No proper timetables,
Uncomfirmed in-charge,
No classes,
Excitable students.

Happening day indeed.





Holding out

13 06 2008

Whoa. *pulls the reigns*

Another Ubin cycling trip, dinners, outings.. and Zouk tonight.

Sleepy and in need of a dose of coffee. Till next time.





An LOL comment

12 06 2008

Why are you so skimpily dressed?

“You desperate looking fella.”





Start of the hunt

9 06 2008

Decided to start on a little hunt for a nice place to worship but I am definitely not returning to this church in Newton. Although a guest speaker, some really cursory comments were made on what he defined as immoral behaviour - transgenderism and he even used the scenario of a transgender person given rights to enter a female toilet if he identifies himself as a female. Playing on the children’s “vulnerability”, he then said “what would happen to my kid then…” Seriously, this assumption was totally ignorant and unfounded upon - on what basis does he think that people who decide to change their gender would be interested in his child? They are not paedophiles. And seriously… really, I do hope his mindset would change since it will influence the church and the community. Certainly, it is not reflecting well of his personal being since it is not encompassing, but full of judgment and false assumptions.

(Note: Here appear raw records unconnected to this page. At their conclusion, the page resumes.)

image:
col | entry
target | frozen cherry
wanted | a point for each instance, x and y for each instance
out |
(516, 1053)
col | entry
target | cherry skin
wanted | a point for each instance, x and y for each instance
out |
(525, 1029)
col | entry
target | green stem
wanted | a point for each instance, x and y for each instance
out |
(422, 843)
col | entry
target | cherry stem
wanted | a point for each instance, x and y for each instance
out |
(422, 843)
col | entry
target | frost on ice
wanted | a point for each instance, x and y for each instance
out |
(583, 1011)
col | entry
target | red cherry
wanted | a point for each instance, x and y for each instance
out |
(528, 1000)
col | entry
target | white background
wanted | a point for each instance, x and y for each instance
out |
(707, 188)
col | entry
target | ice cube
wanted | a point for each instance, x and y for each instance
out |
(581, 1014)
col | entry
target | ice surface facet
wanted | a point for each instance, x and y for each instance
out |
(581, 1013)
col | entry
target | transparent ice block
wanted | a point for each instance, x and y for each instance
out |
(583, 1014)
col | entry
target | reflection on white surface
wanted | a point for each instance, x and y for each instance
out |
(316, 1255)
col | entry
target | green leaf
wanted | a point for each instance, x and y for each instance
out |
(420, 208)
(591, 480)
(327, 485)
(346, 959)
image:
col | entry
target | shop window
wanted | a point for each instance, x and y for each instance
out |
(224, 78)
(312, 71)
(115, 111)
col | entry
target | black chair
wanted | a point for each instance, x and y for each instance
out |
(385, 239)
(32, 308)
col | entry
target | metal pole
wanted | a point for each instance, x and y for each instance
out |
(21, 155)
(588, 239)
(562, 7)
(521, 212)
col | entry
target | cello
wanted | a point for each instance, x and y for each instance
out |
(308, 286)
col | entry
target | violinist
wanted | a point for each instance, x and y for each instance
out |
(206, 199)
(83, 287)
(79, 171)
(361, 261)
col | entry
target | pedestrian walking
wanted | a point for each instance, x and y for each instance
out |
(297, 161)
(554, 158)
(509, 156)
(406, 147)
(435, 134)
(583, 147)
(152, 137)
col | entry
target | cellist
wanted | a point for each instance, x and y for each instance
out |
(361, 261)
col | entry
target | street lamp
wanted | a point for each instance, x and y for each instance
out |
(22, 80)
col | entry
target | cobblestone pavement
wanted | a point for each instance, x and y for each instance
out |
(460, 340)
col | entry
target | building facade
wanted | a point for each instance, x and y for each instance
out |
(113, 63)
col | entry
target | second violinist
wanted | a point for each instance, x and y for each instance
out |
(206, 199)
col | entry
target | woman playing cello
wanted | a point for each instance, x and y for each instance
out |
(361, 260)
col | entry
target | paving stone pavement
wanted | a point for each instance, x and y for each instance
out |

“Stranger” at the family table

3 06 2008

My older, yet younger brother brought over his girlfriend to celebrate my youngest brother’s birthday today. It was kind of interesting indeed, to be observing a labeled stranger yet is of no stranger to my brother. She was someone to him and of enough importance to be brought to a family get-together. It was funny… funny how I was a tad bit jealous which made me question myself a little – do I not like her or is it because I am just envious of the freedom my brother has to be someone of importance to him to the dinner table?

The answer was really the latter, after all I do not really know her at all.





How far can I run till I look back?

2 06 2008

Gaining family acceptance can be hard and doesn’t always go well with the feelings palate. It is draining, drives you absolutely nuts, leaves you emotionally drained and at this point of time, reconciliation might not be an option on the menu. Starting each course with a welling of emotions, threatening to run loose…but has to be withheld for you can’t just let it burst during the course of conversation. Therefore, I do find solace in my own space, in my own room, allowing emotions to course through me, a reminder that I am well and alive. It also serves as a:

Reminder that the new day can only get better.
Reminder that I do actually believe in my relationship as I am still holding on to it.
Reminder that I am human and have feelings afterall.
Reminder that I have friends who care.
Reminder that I am shaped by events of the present.
Reminder that a more beautiful me will surface.
Reminder that God is there taking care of me.
Reminder that I will only get better…better than the present, better than tomorrow…
Reminder that the best is yet to come…

Jeez. I will be stronger, especially infront of family, attend functions with grace, surf through it with believable ease. May not be the best of verbal expressions but I am going to take good care of inner me.